Flexibility of the linker region enhances orientation dynamics. (A) Time evolution of Z_COM-lobe1 (A) and contacts of CD residues with the bilayer (B) for the PolyGlyK-Ras simulations numbered 1–4. (A, insets) Snapshots from different runs taken at the indicated Z_COM-Lobe1/time points illustrating the various orientations of K-Ras that were sampled, including cases where lobe 1 or lobe 2 are in close proximity to membrane. (Leftmost inset) Common starting structure of the simulations taken from one of the NormK-Ras simulations at 275 ns, where the linker was extended. Lobe 1 is in blue, lobe 2 in pink, bilayer is in light blue, and the HVR in gray. To see this figure in color, go online.

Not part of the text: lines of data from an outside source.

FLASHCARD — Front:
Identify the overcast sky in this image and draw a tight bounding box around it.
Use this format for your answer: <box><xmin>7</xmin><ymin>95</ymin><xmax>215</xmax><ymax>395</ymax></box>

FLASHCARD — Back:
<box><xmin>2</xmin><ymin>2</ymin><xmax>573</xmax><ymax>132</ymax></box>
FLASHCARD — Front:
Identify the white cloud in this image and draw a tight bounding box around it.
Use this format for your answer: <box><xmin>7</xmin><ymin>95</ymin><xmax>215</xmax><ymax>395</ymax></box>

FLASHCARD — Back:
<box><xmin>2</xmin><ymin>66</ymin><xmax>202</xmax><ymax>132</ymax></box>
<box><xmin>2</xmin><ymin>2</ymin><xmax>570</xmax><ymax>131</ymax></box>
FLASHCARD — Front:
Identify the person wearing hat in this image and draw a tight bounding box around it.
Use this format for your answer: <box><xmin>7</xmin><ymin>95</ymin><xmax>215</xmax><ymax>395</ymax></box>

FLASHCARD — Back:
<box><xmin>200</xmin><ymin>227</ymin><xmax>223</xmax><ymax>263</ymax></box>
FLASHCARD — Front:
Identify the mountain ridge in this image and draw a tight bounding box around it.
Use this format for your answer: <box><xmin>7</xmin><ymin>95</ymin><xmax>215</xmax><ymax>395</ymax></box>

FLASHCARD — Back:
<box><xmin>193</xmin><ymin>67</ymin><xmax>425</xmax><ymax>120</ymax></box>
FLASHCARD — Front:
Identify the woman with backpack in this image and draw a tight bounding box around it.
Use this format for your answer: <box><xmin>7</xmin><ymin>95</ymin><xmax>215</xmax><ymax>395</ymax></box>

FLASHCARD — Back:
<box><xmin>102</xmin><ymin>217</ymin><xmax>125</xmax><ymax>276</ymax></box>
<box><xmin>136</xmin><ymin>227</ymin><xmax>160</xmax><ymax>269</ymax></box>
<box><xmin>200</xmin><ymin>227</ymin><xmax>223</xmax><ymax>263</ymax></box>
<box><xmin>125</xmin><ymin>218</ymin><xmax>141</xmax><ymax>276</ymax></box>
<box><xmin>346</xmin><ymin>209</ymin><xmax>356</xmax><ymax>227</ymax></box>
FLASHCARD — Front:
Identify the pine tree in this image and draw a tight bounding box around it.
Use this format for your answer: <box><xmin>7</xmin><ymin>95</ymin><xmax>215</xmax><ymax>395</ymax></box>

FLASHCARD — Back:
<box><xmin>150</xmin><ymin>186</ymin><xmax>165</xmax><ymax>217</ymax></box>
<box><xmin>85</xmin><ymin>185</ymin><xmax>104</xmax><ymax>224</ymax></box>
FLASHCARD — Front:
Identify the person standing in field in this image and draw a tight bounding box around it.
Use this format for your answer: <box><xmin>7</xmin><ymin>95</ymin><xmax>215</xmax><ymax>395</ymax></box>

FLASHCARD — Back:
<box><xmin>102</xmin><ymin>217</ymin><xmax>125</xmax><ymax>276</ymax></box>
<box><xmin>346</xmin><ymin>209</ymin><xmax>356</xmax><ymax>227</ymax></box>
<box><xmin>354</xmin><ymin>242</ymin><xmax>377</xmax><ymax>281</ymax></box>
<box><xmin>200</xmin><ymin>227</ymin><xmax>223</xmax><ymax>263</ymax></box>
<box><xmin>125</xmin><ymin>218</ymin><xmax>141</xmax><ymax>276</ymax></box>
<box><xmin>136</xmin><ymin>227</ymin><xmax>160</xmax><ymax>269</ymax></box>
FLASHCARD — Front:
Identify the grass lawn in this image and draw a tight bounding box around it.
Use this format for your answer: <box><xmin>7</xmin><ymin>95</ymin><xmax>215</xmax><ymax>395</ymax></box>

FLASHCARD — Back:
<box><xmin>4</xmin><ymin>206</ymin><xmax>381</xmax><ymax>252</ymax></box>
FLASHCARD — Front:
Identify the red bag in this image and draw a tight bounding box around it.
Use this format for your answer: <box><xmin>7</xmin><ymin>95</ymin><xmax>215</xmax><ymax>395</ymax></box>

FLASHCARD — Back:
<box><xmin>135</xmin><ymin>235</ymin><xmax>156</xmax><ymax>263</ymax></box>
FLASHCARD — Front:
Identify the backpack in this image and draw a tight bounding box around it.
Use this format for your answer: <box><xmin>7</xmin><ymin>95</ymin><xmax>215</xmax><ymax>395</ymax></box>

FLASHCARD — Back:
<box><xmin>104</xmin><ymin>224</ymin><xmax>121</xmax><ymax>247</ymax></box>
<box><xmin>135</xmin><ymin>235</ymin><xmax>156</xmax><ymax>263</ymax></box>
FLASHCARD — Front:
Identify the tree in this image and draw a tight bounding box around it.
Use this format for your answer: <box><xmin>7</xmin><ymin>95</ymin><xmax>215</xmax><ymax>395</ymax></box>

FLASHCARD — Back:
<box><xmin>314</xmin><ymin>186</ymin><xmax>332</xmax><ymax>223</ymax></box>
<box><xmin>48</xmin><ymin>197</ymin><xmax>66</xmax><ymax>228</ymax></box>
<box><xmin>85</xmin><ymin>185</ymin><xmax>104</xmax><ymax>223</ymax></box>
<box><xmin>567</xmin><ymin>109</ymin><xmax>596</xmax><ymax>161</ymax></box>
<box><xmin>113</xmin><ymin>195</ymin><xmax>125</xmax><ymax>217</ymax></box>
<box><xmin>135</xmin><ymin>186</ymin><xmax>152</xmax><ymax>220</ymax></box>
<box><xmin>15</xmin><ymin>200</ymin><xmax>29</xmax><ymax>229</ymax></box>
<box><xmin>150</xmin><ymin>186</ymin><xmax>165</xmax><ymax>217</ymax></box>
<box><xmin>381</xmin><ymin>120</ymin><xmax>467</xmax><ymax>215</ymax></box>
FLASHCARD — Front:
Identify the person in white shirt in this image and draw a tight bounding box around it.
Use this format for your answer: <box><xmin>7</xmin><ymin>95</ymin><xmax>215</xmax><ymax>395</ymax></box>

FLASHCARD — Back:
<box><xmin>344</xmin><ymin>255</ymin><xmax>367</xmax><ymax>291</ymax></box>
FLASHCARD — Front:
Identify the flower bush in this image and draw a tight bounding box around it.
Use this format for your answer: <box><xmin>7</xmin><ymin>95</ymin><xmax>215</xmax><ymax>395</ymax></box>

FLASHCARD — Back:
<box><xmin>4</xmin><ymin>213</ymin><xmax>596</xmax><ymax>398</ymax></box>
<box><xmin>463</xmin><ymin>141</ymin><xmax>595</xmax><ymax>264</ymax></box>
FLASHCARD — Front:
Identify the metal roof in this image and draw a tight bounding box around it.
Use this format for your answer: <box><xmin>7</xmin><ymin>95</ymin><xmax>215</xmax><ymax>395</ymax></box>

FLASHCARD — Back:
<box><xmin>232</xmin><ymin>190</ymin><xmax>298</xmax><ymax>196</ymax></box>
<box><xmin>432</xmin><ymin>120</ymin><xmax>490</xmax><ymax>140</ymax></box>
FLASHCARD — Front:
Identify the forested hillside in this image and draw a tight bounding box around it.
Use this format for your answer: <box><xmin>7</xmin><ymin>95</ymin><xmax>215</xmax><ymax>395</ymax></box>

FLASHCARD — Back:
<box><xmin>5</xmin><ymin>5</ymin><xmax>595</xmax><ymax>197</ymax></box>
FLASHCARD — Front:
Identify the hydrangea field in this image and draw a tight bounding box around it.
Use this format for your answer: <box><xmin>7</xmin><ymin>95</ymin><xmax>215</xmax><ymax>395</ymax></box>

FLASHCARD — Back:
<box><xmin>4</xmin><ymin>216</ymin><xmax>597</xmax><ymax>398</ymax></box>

The K-Ras catalytic domain interacts with membrane primarily via two distinct surfaces

The contact maps in Fig. 2 suggest that CD-bilayer interaction involves either exclusively lobe 1 (residues 1–86) or exclusively lobe 2 (residues 87–166) but not both at the same time. This means that structures derived from the combined trajectory (separately for each simulation set) can be divided into conformations in which lobe 1 interacts with the bilayer and those in which the interaction is via lobe 2. This can be done by tracking the movement of the centers-of-mass of lobes 1 and 2 along the Z axis (see Materials and Methods; Fig. S1). A two-dimensional histogram along Z_COM-lobe1 and Z_COM-lobe2 yielded two dominant populations (Fig. 3 C). We refer to these two populations as membrane orientation state 1 (OS1) and membrane orientation state 2 (OS2). Note that in OS1, lobe 2 is in close proximity to the membrane, while, in OS2, lobe 1 interacts with the membrane (Fig. 3, A and B). Other intermediate states are also observed. Specifically, orientations that are sampled infrequently (colder color, Fig. 3 C) may represent a possible pathway for interconversion between the two predominant orientations.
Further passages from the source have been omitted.